Portal hypertension is a group of clinical syndromes characterized by increased portal venous pressure, obstructed blood flow and/or increased blood flow in the portal venous system with the formation of collateral circulation. There are many causes of portal hypertension, mainly cirrhosis from various causes, accounting for 80% to 90% of the cases. According to statistics, 30% of cirrhotic patients can eventually develop portal hypertension, while 30% of cirrhotic patients can cause bleeding within 2 years of the discovery of varices, and if the bleeding stops without treatment, their recurrent bleeding rate is 70% within a year, and the morbidity and mortality rate can be 33%. The most common and dangerous complication of portal hypertension is death due to rupture of the varices of the esophagogastric fundus, which is the main indication for surgical treatment.
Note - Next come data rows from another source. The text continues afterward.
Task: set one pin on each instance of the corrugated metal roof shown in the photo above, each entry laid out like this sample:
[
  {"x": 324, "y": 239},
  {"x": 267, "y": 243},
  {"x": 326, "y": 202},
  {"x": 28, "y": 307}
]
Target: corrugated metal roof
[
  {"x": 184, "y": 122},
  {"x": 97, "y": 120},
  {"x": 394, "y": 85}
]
The complexity and importance of developing a universally applicable surgical treatment for portal hypertension cannot be overstated due to the complex pathogenesis of portal hypertension, the numerous etiologies of cirrhosis, and the great individual variability in liver function status and portal hemodynamics. Moreover, the clinical management of portal hypertension involves multiple disciplines, including gastroenterology, endoscopy, imaging, interventional medicine, surgery, and transplantation, and there is an urgent need for close collaboration among all clinical disciplines. To date, we have not seen any evidence-based medical research on portal hypertension in China, and most of the literature is retrospective. The World Gastrointestinal Organization (WGO) developed guidelines for the treatment of esophageal varices in 2008 and introduced the WGO methodology for developing guidelines for esophageal varices. Our literature lacks high-quality evidence on the choice of surgical treatment for portal hypertension, and clinical pathways are the implementation of diagnostic and treatment standards, guidelines, or protocols. Therefore, it is very difficult to develop clinical pathways. Here we present our surgical procedures for the treatment of portal hypertension in cirrhosis, which can only be used to draw inspiration and expect clinical workers in portal hypertension nationwide to actively participate in research and continuous modification and improvement, with the aim of establishing standardized treatment procedures (pathways) for the surgical treatment of portal hypertension in accordance with our national conditions and improving the efficiency, quality and service level of diagnosis and treatment.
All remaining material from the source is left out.